St. Paul, Minn. — Gov. Pawlenty's plan would suspend $27 million in ethanol subsidies. It's one piece of his plan to erase the projected $356 million budget deficit in the current biennium. He's justified the proposal by claiming most Minnesota ethanol producers already turn profits, and he says in tight economic times, the state can't afford to support an already healthy industry.

Jim Boerboom, an assistant commissioner of agriculture, says industry studies show ethanol producers can expect a roughly 20 cents per gallon return after they deduct their operating costs. Historically, he says, that's about average.

"The 20 cents a gallon is about right in the middle. It's been as low as 10 or 11 cents a gallon, and it's been as high as in the 40 the 45 cents. So there's quite a bit of variability," he says..

On top of that return, the state provides a 20-cents-per-gallon subsidy, up to $3 million per facility. How that translates into producer profits, though, isn't entirely clear. Each cooperative's financial books are confidential, but Republican House Speaker Steve Sviggum has acknowledged healthy returns in the recent years. Sviggum shares in the returns from his two brothers' $45,000 investment in the Al-Corn plant in Claremont.

A year ago, the investment paid $20,000 -- or 44 percent -- in dividends. This year it paid $9,000 -- or 20 percent. But Sviggum notes the market can be volatile.

"That varies from year to year, depending upon either the price of corn or the price of petroleum, the price of gas. Obviously the one year it was low corn price, higher gas price. And of course that makes the dividend a little bit higher," according to Sviggum.

But tales of high dividend payments have some critics fuming.

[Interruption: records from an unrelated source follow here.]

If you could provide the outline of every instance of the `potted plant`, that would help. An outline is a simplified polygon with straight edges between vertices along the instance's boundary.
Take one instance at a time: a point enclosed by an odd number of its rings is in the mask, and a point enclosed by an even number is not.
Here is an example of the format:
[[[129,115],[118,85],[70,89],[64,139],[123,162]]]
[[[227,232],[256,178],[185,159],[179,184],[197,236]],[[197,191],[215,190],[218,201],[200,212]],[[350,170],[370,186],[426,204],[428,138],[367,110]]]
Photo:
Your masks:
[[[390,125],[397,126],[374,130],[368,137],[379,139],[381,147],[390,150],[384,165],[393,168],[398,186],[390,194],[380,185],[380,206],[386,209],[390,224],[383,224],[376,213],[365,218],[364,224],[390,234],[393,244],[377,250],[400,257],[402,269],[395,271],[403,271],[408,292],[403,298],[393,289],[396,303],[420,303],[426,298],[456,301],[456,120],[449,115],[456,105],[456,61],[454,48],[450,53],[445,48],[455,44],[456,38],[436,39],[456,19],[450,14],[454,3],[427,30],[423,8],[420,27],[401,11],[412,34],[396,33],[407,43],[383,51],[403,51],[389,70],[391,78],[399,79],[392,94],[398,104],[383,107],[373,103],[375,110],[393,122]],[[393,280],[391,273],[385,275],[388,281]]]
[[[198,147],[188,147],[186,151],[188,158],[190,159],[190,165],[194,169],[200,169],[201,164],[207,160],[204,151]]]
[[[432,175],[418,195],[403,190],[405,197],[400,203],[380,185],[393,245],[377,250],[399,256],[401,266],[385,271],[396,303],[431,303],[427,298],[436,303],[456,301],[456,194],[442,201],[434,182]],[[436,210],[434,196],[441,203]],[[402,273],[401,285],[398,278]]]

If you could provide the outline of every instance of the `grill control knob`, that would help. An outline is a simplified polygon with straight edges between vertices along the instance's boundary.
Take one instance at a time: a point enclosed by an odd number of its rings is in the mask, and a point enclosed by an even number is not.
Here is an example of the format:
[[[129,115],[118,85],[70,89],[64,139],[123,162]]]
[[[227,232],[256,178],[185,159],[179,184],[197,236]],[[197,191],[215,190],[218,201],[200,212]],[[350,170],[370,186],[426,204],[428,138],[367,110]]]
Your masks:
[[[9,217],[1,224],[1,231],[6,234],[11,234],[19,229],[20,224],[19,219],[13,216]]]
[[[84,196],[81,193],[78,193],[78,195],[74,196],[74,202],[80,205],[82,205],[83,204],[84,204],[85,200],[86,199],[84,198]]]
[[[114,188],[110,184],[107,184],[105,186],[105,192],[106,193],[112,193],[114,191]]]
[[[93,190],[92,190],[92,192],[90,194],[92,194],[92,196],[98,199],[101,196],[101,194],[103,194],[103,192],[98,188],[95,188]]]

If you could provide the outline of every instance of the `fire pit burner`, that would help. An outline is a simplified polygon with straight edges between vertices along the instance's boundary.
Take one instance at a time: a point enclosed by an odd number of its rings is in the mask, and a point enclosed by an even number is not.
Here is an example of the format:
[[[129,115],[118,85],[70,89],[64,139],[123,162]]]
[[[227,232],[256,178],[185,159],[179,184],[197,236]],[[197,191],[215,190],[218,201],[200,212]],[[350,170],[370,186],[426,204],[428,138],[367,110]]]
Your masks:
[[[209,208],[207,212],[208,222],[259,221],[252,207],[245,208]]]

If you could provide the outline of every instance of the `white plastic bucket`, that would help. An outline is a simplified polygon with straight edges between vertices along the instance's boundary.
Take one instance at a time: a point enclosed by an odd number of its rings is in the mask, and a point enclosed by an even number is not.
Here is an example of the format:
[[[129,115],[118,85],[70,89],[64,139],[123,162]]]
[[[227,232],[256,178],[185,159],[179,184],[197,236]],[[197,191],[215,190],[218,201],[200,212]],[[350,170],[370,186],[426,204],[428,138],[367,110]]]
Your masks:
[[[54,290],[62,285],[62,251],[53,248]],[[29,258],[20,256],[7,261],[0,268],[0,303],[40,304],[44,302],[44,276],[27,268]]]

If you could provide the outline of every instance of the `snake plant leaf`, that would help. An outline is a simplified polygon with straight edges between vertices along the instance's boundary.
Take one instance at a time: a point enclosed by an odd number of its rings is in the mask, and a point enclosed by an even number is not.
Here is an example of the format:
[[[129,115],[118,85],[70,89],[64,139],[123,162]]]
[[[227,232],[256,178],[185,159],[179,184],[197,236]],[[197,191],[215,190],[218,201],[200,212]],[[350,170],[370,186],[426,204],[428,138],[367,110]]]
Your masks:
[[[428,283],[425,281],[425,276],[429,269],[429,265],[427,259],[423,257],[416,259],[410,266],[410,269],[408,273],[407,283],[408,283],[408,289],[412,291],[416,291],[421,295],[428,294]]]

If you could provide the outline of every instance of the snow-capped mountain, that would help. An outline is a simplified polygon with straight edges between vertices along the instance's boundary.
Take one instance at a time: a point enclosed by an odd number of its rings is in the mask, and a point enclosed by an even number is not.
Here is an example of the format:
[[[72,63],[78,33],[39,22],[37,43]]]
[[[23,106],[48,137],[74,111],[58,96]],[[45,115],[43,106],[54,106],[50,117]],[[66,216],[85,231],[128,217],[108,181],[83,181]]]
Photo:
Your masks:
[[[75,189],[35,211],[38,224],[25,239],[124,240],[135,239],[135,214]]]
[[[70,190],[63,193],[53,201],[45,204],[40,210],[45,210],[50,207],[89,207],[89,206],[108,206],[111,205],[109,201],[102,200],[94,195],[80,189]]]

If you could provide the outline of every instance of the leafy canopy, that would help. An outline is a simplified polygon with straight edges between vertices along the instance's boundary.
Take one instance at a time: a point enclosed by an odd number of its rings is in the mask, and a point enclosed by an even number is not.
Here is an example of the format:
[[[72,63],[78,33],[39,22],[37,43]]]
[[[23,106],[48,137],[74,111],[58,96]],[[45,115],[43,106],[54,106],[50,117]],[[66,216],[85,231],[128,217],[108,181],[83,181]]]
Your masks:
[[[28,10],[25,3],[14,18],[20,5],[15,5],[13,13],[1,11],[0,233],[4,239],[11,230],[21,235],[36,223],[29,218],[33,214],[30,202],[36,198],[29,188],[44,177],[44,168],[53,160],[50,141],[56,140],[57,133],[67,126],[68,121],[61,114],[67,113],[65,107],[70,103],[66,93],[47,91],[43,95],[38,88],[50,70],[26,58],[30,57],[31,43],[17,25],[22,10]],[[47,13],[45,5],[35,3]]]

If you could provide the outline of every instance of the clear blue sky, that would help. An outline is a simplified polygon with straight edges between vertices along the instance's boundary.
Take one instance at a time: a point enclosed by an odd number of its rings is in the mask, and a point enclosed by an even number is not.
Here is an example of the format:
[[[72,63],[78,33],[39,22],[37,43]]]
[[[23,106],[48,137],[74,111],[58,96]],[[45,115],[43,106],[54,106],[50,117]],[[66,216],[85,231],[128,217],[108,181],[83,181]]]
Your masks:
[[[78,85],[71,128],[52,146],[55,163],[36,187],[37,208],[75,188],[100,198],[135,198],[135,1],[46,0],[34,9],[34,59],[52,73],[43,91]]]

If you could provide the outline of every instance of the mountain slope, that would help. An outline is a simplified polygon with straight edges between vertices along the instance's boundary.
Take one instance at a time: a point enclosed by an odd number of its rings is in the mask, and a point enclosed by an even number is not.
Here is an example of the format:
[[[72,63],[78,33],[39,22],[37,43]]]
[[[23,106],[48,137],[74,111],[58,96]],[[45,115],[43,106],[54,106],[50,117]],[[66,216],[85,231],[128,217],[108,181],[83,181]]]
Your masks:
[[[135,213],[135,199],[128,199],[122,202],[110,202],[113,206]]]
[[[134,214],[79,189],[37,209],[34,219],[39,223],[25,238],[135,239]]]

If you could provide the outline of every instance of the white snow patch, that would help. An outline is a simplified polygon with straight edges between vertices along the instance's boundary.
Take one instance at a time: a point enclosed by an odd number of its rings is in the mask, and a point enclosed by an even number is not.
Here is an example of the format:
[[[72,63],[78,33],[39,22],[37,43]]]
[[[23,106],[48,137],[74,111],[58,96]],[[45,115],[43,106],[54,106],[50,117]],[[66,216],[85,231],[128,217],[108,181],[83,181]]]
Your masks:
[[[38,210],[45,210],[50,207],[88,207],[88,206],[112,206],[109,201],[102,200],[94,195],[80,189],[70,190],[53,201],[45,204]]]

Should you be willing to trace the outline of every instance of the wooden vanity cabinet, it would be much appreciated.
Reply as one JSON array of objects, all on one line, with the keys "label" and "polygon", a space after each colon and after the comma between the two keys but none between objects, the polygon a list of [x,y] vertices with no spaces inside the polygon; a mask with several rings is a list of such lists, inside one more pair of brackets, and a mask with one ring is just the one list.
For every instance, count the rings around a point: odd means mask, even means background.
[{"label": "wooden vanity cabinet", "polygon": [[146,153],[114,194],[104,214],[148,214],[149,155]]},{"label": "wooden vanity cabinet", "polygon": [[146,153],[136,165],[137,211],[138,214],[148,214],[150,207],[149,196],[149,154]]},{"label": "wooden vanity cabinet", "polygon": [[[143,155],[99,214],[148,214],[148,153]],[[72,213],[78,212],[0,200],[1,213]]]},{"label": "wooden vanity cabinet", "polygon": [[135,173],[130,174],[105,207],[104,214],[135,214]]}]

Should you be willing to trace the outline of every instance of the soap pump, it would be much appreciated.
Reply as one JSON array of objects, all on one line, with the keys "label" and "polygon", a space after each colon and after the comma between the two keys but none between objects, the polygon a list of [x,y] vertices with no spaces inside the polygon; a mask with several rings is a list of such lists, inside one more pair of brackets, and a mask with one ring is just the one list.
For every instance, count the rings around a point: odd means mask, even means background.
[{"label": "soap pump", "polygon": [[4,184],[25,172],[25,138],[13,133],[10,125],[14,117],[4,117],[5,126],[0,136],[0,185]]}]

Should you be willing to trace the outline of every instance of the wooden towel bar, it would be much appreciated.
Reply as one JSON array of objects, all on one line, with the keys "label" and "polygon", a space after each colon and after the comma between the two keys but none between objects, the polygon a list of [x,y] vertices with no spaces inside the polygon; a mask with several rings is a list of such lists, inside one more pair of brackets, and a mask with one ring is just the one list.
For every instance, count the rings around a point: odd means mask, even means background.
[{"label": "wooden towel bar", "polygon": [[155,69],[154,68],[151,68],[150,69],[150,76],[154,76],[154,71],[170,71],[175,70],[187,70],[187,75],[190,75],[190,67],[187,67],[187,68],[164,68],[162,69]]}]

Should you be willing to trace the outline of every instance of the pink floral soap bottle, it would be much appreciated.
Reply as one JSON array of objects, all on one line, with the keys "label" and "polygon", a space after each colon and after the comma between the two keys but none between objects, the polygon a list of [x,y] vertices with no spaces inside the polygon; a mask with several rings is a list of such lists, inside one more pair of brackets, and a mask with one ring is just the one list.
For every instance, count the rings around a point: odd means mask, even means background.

"There are 8,700 stockholders in these companies throughout Minnesota," says David Strom, the legislative director of the conservative Taxpayers League of Minnesota. "And the other 5 million Minnesotans are paying -- are all chipping in -- to make sure that they get a fairly large dividend check. And I would like to find out how any of these people can walk into a lower-income family's house and say, 'I want you to make sure I get a new truck next year.'"

Not all ethanol plants, however, are equal. John Stone, vice-president at the Central Minnesota Ethanol Co-op in Little Falls, says last year's low corn prices and high gasoline prices allowed his facility to pay a small dividend. But over the years, he says, no one's gotten rich.

"All of us -- 800 or some producers or investors -- have had money invested in this plant up to six, seven, eight years. And we have received just a very, very, very tiny portion of a cents on a dollar since the beginning of our investment seven years ago," says Stone.

Other producers say the profitability of ethanol simply isn't the point. They say the state committed to providing the subsidy. Dale Tolifson, chair of the Central Valley Ethanol Co-op in Benson, says the state ought to abide by its promises.

"A lot of our finances and a lot of the things we did, a lot of the people that bought shares was all based on what Minnesota was going to do for us. So, it's just a matter of a deal's a deal," says Tolifson.

Critics, however, say all state spending is a committment to somebody, at some level. Rep. Michael Paymar, DFL-St. Paul, says preserving ethanol payments means reducing spending in other areas, including higher education and programs for the disadvantaged.

"Clearly legislators in the rural area are concerned about what the governor has proposed. But I think the governor makes a good point. It's very hard to balance all of these other cuts that we're making when we're subsidizing profitable companies," says Paymar.

The House budget plan, if approved, would restore 80 percent of the cuts suggested by Pawlenty. The Senate bill maintains the payments completely for 12 of the 13 subsidized plants. Pawlenty has said he'll accept the payments so long as the overall plan meets his budget-balancing criteria.